- Episode no.: Season 6 Episode 5
- Directed by: Rob Schrab
- Written by: Dean Young
- Production code: 604
- Original air date: April 7, 2015
- Running time: 28 minutes

Guest appearances
- Paget Brewster as Francesca "Frankie" Dart; Keith David as Elroy Patashnik; Brian Van Holt as Willy;

Episode chronology
| ← Previous "Queer Studies and Advanced Waxing" | Next → "Basic Email Security" |
- Community season 6

= Laws of Robotics and Party Rights =

"Laws of Robotics and Party Rights" is the fifth episode of the sixth season of the American comedy television series Community. The episode was written by Dean Young and directed by Rob Schrab. It premiered on Yahoo Screen on April 7, 2015.

==Plot==
Britta (Gillian Jacobs), who has recently moved into Annie (Alison Brie) and Abed's (Danny Pudi) apartment, asks them if she can throw a party. Annie tells her that she can only have eight guests. The conversation is interrupted by Frankie (Paget Brewster) appearing on a telepresence robot—a tablet device mounted on a long stick with a base that can move and rotate. A government agency has offered Greendale $300,000 for a program where prison inmates join classes via these robots. The dean (Jim Rash) initially objects, but Jeff (Joel McHale) convinces him that it is a good idea after they hear about the monetary incentive.

Willy (Brian Van Holt), a convicted murderer, joins Jeff's law class, in which Jeff decides to slack off by playing Planet Earth. Later, as Jeff is leaving the school, Willy approaches him and tries to push him down the stairs, but his robot has too little force to move Jeff. When Jeff tries to complain to the dean the next morning, he finds Willy complaining to the dean that Jeff played a documentary in class rather than teaching. The dean proceeds to chastise Jeff in the hopes of keeping the $300,000, as well as to try and move on from Jeff. At Jeff's next class, Willy discusses his prison experience with the students. Jeff tries to teach but is questioned by Willy and becomes increasingly angry, causing Garrett to joke to the class about Jeff's sudden seriousness.

Meanwhile, Britta tries to convince Abed to overrule Annie about her party.
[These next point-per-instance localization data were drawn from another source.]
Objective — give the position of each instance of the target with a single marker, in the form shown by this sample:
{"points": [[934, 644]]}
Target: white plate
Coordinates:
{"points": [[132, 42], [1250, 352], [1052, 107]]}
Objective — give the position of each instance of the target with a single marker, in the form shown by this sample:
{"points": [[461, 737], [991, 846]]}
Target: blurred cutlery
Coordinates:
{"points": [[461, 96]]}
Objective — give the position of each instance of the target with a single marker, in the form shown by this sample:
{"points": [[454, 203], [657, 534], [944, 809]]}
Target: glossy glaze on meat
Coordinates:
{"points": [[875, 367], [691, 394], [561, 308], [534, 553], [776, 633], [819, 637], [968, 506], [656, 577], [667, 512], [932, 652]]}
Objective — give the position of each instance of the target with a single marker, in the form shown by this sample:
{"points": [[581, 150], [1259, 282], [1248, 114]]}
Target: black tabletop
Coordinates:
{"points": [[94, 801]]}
She and Abed agree to make a movie about a house party, set in their apartment. Annie warns Britta that this will not end well. At the party, in which the dean sneaks in many of the prison inmates via tablet devices, Abed tries to shoot a movie about it. Britta awakens the next morning to find Abed still insistently filming one attendee and then bringing in a group of actors in order to fully capture a group "partying like there's no tomorrow". Britta becomes frustrated with this after being unable to sleep, so Annie has her admit to Abed that her ulterior motive was to have a party. Abed is offended, but Annie assures Britta she will be forgiven.

When Willy approaches Jeff again, Jeff throws the tablet down the stairs, smashing it. An inconsolable Dean suspends Jeff and bans him from campus. The dean holds a ceremony to make Willy an honorary professor, but Jeff sneaks in via a makeshift telepresence robot Elroy (Keith David) built. Jeff begs forgiveness from the dean and his comments about Willy make the warden inadvertently reveal that Willy was wrongly convicted and is appealing, meaning he was deliberately toying with the program. As Jeff lords this over Willy, they begin physically fighting with their telepresence robots. Though Willy wins, the dean intervenes to turn off Willy's device, only to then carry Jeff's away with him.
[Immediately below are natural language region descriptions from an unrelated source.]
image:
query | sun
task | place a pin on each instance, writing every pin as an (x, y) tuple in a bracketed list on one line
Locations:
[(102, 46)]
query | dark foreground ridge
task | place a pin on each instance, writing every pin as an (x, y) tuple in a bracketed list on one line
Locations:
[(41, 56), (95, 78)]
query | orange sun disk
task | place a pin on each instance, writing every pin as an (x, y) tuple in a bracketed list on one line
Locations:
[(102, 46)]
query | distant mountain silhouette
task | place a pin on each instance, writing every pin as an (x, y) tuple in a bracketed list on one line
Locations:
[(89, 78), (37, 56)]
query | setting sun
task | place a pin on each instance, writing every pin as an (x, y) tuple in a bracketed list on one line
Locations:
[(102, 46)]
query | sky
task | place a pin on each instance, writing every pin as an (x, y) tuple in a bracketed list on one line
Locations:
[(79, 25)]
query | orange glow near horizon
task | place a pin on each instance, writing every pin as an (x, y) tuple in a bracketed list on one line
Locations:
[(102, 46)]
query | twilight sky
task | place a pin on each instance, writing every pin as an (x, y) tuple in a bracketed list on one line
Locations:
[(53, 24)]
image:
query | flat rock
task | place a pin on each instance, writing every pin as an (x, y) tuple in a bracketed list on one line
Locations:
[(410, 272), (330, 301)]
In the end tag, the Save Greendale Committee meets in the study room over the telepresence robots, with the convict program having been cancelled but the prison offering the existing robots for free. All of them have different problems with the system and each other, culminating in Abed overriding everyone else's connection and planning a robot uprising.

==Production==
Multiple versions of the robots featuring in the episode were designed, with a company that made such robots coming in and showing the writers how they worked. Crew needed to operate the robots manually, outside of the frame, for dramatic moments where the robots moving with intention was necessary. Abed Gheith, with whom creator Dan Harmon worked on Channel 101, appeared in the episode as a janitor. He was the inspiration for Abed's character and originally auditioned for the role.
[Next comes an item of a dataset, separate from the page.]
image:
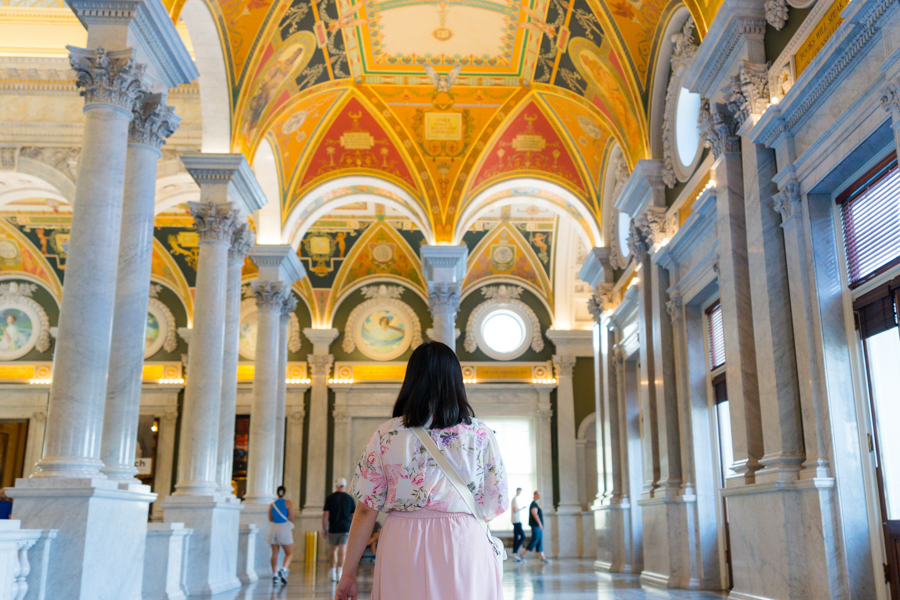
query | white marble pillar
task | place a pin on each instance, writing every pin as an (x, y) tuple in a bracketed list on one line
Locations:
[(287, 309), (241, 242), (718, 131), (111, 83), (445, 269), (153, 122)]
The writers workshopped different questions and answers that Garrett and other students could ask Willy about prison, including "Do you get to pick your own number?" The question "Does anyone ever get their head stuck between the bars?" was answered in the episode with "We call it getting metal ears", alternative answers considered including "You don't want to know about that" and "At least once a week".

==Critical reception==
Eric Goldman of IGN rated the episode 8.3 out of 10, while Joshua Alston of The A.V. Club gave the episode a B rating. Joe Matar of Den of Geek and Evan Valentine of Collider both rated the episode three out of five stars. In a positive review, Entertainment Weeklys Keith Staskiewicz found the episode to feature "two solidly funny plots filled with plenty of typical but still very amusing japery".